Er schulte Manager, war Chef des "Nebelspalters", höchster Ausserrhoder und Gemeindeschreiber. Werner Meier aus Lutzenberg ist einer der ältesten Ostschweizer Gemeindepräsidenten – und liebäugelt mit einer weiteren Amtsperiode.
Michael Genova
Sein zweiter Lauf: Werner Meier, 71, ist seit 2013 Gemeindepräsident von Lutzenberg – beim ersten Mal war er Ende 30. (Bild: Hanspeter Schiess (Wienacht-Tobel, 1. März 2018))
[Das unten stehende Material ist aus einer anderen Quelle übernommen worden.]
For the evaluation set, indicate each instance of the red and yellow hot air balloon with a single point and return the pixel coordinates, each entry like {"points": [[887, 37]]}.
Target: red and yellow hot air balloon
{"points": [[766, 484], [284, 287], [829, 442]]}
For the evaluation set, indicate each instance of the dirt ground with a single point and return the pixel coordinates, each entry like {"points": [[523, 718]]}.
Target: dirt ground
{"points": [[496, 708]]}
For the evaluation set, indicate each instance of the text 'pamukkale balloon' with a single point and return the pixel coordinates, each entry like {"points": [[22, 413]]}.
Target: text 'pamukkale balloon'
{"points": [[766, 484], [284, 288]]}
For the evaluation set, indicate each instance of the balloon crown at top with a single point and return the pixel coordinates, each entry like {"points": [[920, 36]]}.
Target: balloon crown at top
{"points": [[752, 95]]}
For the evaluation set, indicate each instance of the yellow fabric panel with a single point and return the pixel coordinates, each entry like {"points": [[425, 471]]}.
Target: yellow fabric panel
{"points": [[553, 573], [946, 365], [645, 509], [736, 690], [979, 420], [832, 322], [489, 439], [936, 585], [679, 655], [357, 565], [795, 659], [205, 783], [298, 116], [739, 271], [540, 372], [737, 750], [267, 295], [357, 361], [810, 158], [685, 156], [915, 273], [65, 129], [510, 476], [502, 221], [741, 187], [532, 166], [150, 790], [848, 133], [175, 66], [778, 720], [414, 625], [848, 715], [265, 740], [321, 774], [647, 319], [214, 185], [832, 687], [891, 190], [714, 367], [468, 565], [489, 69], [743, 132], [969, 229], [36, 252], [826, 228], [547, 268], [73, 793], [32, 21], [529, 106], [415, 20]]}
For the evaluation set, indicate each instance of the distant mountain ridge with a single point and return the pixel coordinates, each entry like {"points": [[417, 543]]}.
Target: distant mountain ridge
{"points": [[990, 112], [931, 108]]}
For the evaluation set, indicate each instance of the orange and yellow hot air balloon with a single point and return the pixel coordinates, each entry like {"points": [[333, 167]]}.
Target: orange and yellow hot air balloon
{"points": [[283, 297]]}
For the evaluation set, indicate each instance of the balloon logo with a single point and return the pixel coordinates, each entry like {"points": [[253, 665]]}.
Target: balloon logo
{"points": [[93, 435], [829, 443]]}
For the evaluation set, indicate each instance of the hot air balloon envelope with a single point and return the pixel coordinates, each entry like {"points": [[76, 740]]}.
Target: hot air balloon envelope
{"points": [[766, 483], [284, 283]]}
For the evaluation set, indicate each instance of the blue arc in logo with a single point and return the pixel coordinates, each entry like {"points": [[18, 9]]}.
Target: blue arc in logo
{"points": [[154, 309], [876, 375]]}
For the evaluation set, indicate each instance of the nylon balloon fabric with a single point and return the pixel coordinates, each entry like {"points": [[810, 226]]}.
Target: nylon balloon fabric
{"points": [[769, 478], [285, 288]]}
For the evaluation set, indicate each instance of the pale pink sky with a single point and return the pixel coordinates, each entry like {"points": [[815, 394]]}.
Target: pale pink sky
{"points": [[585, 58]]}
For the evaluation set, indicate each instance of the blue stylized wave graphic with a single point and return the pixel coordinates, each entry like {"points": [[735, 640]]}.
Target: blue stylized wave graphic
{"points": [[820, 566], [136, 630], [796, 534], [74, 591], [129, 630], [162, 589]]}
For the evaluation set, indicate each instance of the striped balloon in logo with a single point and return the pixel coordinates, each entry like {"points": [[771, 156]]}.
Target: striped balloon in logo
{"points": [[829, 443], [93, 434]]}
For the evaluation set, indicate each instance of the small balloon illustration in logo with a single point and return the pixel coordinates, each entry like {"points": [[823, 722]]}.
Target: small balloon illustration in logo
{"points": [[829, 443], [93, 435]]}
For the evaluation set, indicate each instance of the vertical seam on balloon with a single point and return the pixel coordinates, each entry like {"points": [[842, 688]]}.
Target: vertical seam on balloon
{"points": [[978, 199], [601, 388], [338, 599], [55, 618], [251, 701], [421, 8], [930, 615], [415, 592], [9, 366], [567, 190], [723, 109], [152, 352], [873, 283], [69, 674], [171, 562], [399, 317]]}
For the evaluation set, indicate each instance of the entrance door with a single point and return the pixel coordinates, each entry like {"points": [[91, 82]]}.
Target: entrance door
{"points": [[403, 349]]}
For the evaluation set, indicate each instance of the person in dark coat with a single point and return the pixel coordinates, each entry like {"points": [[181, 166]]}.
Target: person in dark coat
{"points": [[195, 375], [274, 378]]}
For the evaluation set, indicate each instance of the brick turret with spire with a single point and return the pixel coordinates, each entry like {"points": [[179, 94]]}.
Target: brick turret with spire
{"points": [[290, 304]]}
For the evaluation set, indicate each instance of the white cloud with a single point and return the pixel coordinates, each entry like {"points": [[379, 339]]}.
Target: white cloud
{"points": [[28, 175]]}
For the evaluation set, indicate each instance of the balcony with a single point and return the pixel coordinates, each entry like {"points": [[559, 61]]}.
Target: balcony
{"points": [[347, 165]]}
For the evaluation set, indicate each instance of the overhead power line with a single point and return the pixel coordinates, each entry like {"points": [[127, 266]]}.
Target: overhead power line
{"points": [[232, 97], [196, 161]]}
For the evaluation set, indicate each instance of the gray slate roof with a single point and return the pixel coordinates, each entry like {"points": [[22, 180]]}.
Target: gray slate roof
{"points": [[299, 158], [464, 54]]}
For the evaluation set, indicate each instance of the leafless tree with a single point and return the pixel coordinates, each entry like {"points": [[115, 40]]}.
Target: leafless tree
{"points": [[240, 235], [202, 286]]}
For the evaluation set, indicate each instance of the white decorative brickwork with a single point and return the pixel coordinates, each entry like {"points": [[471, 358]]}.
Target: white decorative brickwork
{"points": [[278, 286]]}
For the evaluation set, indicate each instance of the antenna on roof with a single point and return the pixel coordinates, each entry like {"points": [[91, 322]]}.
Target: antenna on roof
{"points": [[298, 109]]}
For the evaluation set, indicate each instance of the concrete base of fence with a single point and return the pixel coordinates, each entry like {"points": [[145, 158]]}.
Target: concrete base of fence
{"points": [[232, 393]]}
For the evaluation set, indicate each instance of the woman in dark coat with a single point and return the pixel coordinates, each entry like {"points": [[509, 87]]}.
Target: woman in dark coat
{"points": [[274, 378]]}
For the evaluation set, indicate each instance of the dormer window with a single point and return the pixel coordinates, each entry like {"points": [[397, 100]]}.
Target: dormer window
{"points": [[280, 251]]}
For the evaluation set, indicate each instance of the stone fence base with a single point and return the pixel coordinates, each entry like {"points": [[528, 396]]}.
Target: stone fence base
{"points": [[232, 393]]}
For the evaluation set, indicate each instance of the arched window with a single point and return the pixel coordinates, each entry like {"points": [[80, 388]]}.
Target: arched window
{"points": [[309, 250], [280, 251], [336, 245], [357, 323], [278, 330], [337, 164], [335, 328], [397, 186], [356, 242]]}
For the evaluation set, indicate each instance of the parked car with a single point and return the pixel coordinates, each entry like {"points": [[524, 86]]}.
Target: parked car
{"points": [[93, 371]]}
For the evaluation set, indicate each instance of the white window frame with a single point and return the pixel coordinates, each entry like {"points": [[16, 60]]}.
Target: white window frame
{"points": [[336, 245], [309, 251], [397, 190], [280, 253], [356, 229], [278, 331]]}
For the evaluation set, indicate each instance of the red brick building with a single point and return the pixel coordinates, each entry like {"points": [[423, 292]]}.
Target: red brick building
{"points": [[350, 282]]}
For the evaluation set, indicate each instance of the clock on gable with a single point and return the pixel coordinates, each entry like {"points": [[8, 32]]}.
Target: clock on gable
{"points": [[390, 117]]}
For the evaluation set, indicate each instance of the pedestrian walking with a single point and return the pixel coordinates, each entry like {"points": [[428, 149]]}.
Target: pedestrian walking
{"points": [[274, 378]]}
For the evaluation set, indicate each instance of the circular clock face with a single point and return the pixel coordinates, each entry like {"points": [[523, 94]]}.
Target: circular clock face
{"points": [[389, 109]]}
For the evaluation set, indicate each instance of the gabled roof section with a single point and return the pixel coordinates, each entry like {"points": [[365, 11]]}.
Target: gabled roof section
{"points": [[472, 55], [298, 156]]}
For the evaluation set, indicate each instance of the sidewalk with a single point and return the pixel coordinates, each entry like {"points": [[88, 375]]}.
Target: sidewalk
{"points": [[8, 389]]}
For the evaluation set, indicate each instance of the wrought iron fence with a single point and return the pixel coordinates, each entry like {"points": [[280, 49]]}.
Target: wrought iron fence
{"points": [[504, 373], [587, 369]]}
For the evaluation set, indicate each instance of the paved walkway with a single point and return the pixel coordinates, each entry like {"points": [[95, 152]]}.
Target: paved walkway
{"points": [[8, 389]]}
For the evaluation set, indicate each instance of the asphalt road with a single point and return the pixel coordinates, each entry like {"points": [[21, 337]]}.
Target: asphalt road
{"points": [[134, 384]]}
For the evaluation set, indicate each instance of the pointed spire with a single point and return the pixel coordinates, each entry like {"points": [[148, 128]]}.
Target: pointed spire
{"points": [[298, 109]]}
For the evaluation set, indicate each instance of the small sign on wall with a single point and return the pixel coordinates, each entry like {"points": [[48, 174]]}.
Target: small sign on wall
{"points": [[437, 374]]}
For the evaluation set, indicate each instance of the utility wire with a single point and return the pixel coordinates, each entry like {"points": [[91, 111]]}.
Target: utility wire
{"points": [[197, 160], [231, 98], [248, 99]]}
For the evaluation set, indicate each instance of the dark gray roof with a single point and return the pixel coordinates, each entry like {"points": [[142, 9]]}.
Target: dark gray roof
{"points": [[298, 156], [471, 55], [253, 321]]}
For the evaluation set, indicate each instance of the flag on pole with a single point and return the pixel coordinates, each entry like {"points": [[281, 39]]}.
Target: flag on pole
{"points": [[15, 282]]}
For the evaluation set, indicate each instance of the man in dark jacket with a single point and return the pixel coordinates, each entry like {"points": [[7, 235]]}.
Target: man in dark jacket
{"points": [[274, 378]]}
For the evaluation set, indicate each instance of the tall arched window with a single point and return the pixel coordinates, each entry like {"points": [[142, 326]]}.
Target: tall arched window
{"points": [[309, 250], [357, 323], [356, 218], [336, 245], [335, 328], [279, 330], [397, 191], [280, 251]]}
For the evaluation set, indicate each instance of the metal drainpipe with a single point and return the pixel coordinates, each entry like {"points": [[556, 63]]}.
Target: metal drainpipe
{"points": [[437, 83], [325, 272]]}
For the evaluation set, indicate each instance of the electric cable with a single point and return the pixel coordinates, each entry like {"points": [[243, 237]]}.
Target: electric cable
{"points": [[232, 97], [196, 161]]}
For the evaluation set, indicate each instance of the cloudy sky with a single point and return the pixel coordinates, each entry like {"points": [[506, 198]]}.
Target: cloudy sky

Sein zweiter Lauf: Werner Meier, 71, ist seit 2013 Gemeindepräsident von Lutzenberg – beim ersten Mal war er Ende 30. (Bild: Hanspeter Schiess (Wienacht-Tobel, 1. März 2018))

Michael Genova

michael.genova@ostschweiz-am-sonntag.ch

Werner Meier ist 71 Jahre alt, und wieder einmal erlebt er einen Sturm. Es ist Mitte Februar und der Gemeindepräsident von Lutzenberg muss sich öffentlich erklären. Es geht um eine umstrittene Unterschrift für eine Baubewilligung. Der im Streit zurückgetretene Baupräsident hatte eine Aufsichtsbeschwerde eingereicht, kritisierte Vorgehen und Kommunikation des Gemeinderats. Meier, früher Journalist, setzt sich an den Computer und tippt in eine Pressemitteilung des Gemeinderats den Satz: «Es bestand kein strafrechtlich relevanter Wille.»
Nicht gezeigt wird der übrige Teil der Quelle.